Even when we aspire to better health to better serve God and others, its crucial to remember that God does not require us to be healthy to accomplish His mission on earth.  Exercise and healthy eating will not guarantee a more fruitful ministry.

True Health Comes From Knowing Christ:
Even when we profess belief in Christ it is not enough to "believe in our hearts that God raised Him from the dead, we must also confess with our lips."  The psalmist gives us a beautiful portrait in Psalm 103, where he enjoins us to praise the Lord, my soul, and forget not all His benefits.  His benefits to us are vast and generous.

Health comes as the overflow of loving God and submitting every realm of our lives to him, including loving and tending the God-made bodies He has given us as gifts.

Firm Faith, Fat Body?
Study conducted by author Matthew J. Feinstein found that young adults who regularly attended religious services were 50 percent more likely to become obese by the time they reached middle age.

As the first longitudinal study to examine the development of obesity in the religious, researchers traced 2,433 men and women who were between the ages of 20 to 32 for 18 years.

Attending a religious function at least once a week was defined as high frequency of religious participation.

Obesity is defined as having a BMI of 30 or higher.

Obesity is a major epidemic facing the US population right now.

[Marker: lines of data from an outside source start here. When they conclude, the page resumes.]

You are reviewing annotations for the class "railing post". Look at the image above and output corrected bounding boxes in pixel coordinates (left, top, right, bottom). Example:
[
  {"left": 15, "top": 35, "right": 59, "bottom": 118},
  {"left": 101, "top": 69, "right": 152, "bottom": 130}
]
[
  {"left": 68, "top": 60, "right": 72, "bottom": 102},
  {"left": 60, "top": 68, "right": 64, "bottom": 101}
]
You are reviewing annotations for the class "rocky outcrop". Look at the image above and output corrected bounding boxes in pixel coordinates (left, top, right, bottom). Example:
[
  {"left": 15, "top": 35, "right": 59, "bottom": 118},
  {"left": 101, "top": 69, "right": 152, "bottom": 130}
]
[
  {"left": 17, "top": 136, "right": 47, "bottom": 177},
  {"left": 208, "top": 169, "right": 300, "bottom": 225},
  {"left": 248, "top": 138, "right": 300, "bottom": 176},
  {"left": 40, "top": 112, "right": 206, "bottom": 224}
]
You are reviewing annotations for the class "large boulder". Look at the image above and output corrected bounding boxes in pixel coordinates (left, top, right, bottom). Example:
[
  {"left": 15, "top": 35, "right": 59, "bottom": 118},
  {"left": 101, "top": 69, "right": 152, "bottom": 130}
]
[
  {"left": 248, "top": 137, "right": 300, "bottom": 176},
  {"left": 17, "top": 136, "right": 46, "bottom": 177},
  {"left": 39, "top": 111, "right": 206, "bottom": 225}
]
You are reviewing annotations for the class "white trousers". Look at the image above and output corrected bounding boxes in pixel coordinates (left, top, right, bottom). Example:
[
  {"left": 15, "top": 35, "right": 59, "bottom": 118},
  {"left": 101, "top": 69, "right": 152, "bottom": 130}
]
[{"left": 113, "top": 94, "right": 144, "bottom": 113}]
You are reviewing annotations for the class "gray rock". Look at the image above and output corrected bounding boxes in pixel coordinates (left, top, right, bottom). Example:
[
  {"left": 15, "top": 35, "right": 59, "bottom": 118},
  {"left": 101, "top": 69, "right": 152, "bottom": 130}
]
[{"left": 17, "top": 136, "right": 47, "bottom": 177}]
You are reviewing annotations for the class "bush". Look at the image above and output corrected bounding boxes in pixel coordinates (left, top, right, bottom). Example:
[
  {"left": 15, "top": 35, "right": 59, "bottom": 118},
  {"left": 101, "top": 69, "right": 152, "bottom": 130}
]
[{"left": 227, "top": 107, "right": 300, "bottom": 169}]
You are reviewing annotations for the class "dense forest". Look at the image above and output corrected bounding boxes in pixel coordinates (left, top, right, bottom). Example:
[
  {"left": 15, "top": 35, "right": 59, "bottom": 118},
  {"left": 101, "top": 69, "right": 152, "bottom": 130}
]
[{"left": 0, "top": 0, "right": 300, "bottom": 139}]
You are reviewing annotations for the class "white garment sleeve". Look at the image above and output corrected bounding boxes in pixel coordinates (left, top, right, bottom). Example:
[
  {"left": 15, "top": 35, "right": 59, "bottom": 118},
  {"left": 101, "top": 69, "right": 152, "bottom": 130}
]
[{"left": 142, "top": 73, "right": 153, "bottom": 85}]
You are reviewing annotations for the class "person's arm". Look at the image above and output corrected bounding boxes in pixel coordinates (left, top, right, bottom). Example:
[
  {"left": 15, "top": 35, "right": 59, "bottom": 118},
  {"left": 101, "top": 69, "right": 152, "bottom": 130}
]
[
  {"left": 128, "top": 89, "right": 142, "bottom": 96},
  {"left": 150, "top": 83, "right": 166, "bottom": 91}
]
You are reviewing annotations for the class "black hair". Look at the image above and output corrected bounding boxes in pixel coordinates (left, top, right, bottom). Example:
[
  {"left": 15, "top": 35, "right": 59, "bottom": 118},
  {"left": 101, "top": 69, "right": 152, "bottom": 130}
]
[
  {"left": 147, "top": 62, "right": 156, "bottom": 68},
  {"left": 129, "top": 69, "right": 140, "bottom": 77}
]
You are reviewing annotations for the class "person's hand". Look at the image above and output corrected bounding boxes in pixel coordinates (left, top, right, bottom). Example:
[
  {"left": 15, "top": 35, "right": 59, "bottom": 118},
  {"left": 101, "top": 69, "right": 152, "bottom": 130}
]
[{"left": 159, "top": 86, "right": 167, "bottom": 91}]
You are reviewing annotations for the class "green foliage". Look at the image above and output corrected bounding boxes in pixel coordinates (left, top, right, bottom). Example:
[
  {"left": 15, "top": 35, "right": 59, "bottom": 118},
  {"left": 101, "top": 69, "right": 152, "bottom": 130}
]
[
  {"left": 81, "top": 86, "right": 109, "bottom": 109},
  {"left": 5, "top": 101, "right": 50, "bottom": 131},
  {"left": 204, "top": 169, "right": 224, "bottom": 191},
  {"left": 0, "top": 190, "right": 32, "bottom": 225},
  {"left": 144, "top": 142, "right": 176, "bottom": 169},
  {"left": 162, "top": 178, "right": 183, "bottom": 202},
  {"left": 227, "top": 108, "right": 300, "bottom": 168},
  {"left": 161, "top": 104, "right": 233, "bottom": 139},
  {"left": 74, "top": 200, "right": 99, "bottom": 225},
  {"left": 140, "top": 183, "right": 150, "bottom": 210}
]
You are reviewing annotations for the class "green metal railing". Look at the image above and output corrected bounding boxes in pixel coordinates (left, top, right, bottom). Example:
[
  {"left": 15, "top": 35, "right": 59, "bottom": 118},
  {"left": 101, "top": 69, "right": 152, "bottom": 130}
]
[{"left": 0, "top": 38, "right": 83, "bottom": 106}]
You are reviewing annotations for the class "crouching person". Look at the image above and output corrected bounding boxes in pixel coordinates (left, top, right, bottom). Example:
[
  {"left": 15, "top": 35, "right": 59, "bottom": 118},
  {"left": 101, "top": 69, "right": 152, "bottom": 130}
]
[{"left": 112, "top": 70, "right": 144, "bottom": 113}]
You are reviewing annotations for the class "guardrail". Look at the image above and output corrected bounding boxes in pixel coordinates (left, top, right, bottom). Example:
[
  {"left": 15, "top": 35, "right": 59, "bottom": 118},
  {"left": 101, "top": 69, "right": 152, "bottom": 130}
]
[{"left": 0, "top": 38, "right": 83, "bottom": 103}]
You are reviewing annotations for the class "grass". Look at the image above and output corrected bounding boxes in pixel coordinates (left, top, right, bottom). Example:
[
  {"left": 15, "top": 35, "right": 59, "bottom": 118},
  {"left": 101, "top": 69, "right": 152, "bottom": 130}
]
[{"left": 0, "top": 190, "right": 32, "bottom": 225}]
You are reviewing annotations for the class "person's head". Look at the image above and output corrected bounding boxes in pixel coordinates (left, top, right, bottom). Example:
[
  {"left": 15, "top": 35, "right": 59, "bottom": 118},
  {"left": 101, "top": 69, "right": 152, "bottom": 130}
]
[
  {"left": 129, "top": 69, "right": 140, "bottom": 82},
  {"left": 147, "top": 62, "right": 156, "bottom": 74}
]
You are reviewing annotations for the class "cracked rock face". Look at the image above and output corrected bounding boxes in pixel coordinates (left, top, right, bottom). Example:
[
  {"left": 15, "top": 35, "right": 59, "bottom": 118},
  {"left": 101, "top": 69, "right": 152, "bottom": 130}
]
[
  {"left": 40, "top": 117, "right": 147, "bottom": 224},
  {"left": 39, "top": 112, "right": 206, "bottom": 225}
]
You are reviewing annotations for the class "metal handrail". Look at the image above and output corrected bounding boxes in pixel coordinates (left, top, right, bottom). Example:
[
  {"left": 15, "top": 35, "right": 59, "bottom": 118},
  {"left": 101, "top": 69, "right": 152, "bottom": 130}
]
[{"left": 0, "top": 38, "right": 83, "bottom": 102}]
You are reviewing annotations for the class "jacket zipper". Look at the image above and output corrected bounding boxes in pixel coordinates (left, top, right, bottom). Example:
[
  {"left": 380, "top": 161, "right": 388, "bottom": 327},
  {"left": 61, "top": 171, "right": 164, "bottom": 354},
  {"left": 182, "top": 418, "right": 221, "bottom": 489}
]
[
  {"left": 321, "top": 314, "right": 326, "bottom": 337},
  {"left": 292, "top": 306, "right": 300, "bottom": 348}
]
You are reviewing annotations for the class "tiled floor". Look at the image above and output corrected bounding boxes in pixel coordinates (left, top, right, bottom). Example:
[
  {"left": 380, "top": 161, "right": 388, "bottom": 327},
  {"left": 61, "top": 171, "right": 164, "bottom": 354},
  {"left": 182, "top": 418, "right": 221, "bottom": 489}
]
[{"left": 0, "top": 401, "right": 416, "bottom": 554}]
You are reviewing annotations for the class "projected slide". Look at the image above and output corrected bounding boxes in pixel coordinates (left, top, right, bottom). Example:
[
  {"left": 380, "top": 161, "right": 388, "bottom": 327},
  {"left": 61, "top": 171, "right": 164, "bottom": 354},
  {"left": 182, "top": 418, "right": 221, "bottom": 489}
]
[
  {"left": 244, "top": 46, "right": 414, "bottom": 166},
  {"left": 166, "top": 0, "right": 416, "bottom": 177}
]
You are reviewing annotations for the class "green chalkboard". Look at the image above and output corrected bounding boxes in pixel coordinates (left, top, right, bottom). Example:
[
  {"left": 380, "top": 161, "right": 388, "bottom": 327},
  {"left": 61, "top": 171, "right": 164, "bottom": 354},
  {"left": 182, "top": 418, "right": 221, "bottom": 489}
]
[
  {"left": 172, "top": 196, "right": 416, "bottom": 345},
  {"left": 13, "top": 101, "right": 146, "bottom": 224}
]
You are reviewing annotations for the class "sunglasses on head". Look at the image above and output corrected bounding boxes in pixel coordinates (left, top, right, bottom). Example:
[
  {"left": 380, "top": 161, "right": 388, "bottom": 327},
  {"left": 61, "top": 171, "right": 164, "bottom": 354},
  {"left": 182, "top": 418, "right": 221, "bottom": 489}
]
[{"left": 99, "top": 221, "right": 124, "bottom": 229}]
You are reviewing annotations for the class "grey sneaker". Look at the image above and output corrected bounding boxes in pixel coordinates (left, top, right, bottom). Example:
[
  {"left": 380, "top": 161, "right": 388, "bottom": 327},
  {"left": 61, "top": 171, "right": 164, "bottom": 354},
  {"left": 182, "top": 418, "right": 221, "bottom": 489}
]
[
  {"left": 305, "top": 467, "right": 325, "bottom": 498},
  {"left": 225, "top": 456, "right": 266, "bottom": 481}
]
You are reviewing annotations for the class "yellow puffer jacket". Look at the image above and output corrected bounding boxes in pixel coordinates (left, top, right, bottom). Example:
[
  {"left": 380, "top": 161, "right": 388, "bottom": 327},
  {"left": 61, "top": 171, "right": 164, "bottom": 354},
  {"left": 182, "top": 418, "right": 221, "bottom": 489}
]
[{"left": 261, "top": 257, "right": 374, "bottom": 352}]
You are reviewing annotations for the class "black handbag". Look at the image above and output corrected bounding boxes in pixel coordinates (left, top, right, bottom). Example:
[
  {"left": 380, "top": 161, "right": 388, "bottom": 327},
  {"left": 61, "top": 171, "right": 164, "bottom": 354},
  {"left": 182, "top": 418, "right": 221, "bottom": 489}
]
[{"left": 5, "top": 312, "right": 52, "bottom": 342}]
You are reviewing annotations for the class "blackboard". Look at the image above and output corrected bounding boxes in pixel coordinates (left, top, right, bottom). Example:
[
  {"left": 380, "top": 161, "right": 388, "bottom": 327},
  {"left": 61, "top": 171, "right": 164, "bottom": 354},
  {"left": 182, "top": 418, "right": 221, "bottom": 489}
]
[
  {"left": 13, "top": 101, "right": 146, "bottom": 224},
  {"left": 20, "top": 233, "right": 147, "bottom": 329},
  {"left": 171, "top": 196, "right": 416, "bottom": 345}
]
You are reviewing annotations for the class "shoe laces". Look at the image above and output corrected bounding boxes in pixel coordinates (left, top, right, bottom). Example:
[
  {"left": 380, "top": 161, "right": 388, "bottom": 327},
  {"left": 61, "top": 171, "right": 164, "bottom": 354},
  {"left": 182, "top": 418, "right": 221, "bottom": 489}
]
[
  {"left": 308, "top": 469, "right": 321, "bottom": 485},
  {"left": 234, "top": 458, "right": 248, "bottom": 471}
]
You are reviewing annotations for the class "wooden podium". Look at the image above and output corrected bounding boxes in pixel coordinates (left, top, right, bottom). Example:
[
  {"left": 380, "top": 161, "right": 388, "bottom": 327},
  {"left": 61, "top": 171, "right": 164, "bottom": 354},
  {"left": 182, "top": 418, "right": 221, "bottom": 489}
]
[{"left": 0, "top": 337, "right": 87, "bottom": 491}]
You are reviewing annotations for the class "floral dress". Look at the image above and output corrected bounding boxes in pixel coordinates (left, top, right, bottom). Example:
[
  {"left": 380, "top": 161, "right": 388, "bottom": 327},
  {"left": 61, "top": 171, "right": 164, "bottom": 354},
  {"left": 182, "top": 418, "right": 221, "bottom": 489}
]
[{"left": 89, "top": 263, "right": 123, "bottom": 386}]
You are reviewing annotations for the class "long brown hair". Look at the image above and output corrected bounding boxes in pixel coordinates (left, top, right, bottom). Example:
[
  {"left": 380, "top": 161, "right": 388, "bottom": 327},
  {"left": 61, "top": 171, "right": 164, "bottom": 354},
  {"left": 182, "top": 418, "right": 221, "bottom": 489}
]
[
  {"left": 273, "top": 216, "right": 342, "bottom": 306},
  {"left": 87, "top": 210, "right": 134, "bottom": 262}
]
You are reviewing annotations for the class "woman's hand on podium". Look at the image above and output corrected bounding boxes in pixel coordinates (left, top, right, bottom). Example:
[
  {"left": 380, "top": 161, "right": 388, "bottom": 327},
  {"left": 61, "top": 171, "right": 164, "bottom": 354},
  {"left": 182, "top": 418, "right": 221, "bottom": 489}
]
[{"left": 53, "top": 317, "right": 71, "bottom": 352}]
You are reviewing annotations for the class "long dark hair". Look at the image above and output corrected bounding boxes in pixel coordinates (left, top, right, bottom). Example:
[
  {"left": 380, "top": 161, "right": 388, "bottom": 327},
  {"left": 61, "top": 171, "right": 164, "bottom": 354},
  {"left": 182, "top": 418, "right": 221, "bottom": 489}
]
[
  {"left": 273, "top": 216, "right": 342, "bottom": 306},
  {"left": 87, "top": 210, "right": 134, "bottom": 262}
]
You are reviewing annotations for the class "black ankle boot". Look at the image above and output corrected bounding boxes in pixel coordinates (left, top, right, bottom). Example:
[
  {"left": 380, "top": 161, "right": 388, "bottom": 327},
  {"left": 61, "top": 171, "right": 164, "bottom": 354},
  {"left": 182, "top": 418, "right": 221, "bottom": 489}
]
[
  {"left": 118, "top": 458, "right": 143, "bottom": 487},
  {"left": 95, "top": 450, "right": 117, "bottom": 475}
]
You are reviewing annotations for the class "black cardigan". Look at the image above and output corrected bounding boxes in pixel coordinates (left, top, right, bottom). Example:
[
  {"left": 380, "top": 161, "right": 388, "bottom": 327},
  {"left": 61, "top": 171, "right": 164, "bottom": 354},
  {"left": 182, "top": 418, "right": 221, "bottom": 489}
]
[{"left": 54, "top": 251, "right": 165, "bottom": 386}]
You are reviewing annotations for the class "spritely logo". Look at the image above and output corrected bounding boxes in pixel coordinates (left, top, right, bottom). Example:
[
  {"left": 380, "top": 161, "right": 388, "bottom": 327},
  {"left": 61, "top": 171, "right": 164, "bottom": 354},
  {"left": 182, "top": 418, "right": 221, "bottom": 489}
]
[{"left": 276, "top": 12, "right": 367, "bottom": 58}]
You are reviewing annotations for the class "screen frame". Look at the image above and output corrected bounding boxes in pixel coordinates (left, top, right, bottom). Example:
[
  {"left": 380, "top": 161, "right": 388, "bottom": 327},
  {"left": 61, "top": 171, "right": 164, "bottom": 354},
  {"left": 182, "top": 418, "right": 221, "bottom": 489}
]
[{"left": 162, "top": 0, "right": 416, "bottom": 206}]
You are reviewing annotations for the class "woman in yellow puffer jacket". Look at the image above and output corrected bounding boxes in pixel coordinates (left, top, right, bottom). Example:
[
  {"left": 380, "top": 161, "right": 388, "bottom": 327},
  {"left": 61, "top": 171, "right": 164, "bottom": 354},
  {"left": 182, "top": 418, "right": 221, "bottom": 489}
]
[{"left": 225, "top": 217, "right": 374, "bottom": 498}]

Feinstein believes that one possible explanation could be that some religious gatherings centered on unhealthy or high calorie meals.

American churches are virtually silent on excess body weight despite a biblical dictate for moderation in all things.

Reported by the Baptist Standard, the pastor encouraged believers to consider exercise and eating healthy as an act of worhip.  "It matters what Christians do to their bodies."

We want to honor God with our bodies.  They are not for our gratification; they are for God's glory."

Church-based intervention programs have shown promising results.